Most inscriptions contain a Content-Type header, again like HTTP requests.
For some reason, the creator of inscriptions chose to include the content type as a full MIME type string inside the inscription data, which ends up getting written to the blockchain witness data.
This is criminally inefficient when obvious alternatives abound, like using succinct prearranged byte sequences to imply certain common mime types.
As a result, each the last 100 blocks (822333 - 822433) contain, on average, 36000 bytes of redundant HTTP header data, the majority of which is just the string "text/plain;charset=utf-8" repeated ad nauseam among thousands of BRC20 minting transactions.
36000 witness bytes is comparable to around 45 normal payment transactions. Not 45 signatures - 45 entire transactions.
If the inscribers paid a fee rate of 100 sat/vB, those 36000 witness bytes are worth about 900,000 sats (about $400 USD).
And this is happening every block. 10 minutes passed? 900k more sats spent on uploading "text/plain;charset=utf-8" to the blockchain a few hundred more times.
All this money paid to miners just to place redundant headers in the blockchain. Don't even get me started on how BRC20 encodes the body of their inscriptions...
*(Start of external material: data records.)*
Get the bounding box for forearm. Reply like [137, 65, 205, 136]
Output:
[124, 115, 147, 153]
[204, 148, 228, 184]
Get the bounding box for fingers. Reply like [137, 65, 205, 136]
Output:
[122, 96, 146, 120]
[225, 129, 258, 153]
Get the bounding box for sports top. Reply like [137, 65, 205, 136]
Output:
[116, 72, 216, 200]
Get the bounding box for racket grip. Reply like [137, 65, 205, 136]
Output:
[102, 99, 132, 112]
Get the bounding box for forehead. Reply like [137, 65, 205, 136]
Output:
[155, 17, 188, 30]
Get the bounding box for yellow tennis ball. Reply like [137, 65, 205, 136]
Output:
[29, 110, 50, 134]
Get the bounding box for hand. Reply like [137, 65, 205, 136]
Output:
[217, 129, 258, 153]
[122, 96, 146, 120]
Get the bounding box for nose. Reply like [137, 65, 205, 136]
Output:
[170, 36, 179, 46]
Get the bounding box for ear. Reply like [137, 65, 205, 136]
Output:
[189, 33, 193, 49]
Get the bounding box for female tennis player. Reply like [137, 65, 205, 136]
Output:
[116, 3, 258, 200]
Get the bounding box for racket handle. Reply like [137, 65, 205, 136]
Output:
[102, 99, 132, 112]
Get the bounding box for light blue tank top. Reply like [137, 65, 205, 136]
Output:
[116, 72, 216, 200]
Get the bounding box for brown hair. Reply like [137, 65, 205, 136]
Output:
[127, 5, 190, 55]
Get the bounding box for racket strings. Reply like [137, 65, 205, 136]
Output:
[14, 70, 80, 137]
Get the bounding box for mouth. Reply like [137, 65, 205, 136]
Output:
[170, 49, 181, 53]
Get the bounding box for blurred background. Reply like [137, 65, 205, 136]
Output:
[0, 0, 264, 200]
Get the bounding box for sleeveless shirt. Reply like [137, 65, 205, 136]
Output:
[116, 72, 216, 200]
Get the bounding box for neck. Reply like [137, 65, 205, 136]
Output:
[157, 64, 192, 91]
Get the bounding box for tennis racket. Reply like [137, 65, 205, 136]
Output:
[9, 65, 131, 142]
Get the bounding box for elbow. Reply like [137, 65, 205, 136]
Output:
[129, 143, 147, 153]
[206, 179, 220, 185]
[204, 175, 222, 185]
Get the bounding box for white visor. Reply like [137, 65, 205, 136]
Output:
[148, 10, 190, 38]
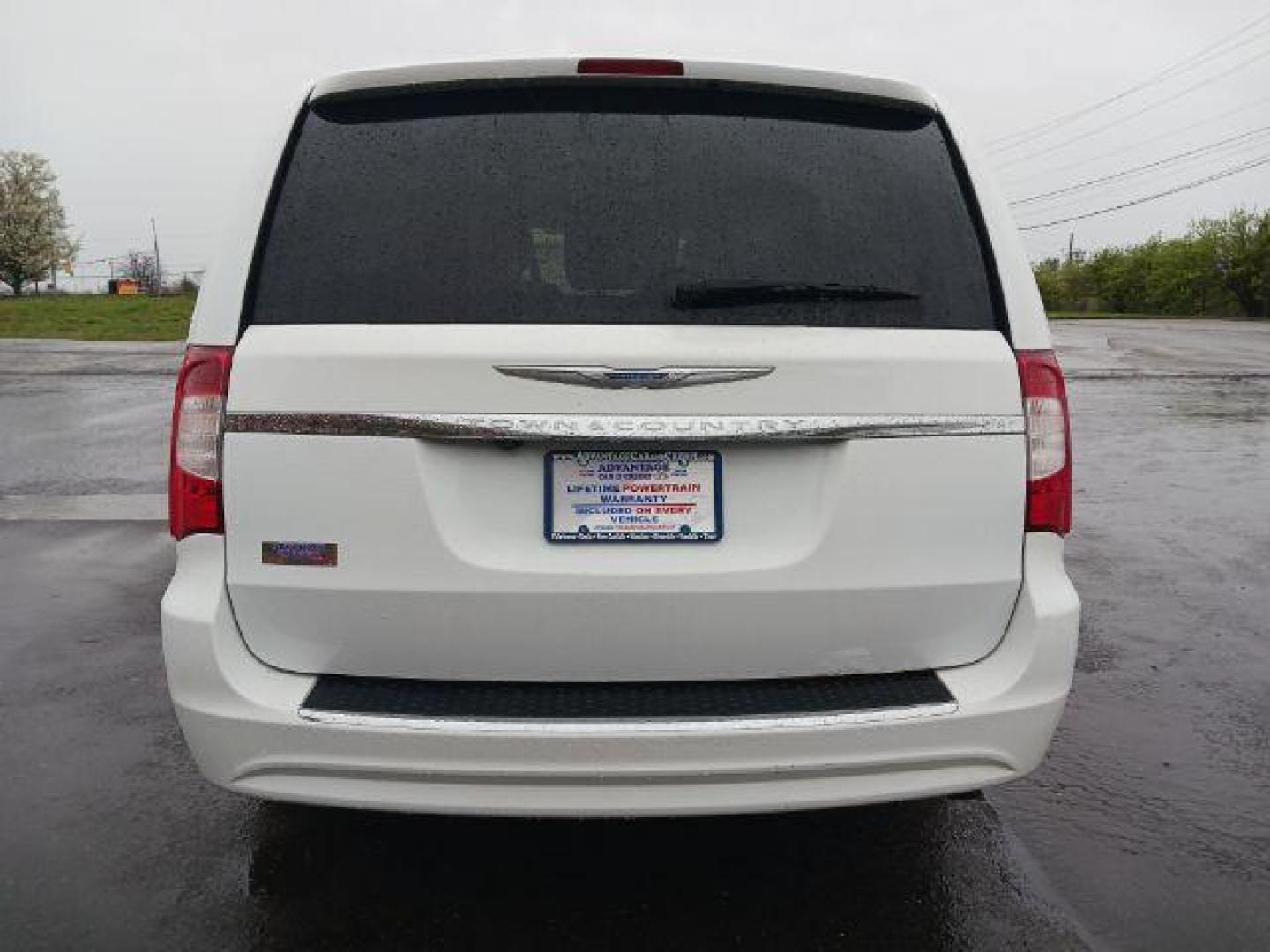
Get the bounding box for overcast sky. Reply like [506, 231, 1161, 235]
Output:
[0, 0, 1270, 286]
I am afraid that the people trading this crap do not care about fees, i.e. fees are still too low for them.
This is indeed surprising. Bitcoin transaction opcodes are magic numbers, because that's the nature of all byte code interpreters. Encoding MIME type using a magic number would be perfectly in-line with how Bitcoin transactions are built.
Well, at least they aren't using XML to encode data inside inscriptions. (I sort of wish this were true, because that would be very funny.)
sounds like the concept had been really thought to the end... not.